A grant from Mozilla supports the development of three interactive web literacy lessons and web apps to facilitate learning.
Our Work
Our team has created curriculum for three units and has developed a web app version of Legit-o-Meter.
We participated in Misinfo Con hosted at the MIT Media Lab. Here are a couple blog posts from Michael & Sarah about our take-aways.
Sarah also participated in a webinar hosted by EducatorInnovator.org with other media literacy and education advocates on “Media Literacy Tools to Comprehend & Critique Fake News”
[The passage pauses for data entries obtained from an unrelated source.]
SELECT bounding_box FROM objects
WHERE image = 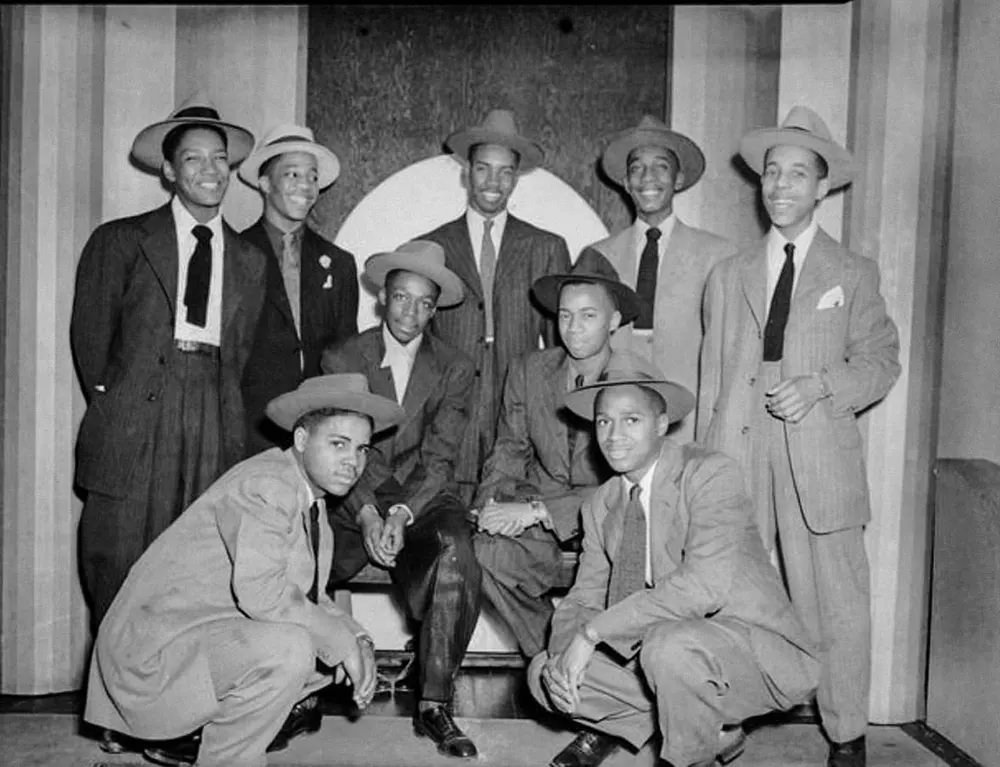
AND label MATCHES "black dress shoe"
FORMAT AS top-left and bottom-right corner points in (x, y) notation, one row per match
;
(413, 703), (479, 758)
(142, 730), (201, 767)
(826, 735), (867, 767)
(267, 695), (323, 752)
(549, 730), (618, 767)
One of our technical contributors, Rally Jinx, demo’d an early prototype of our Legit-o-Meter Learning App.
These lessons empower students with valuable news literacy skills that they can use to recognize, evaluate, and combat fake news and misinformation.
The goal of Lesson 1 is to give students the tools to examine a web article’s credibility. The Mission:FakeNews team will develop a web app version of the Kraken the Code Web Literacy Exercise.
The goal of Lesson 2 is to help students better understand how fake new is produced and how it is spread. Students will have the opportunity to deconstruct fake news and to explore the techniques people use to create fake news, and the consequences of those techniques.
The goal of the Lesson 3 is to put students in the editor’s chair and give them a chance to make decisions common in news organizations, and to experience the consequences of those decisions. With this lesson, students will gain a deeper understanding of how fake news fits in a broader news and information ecosystem.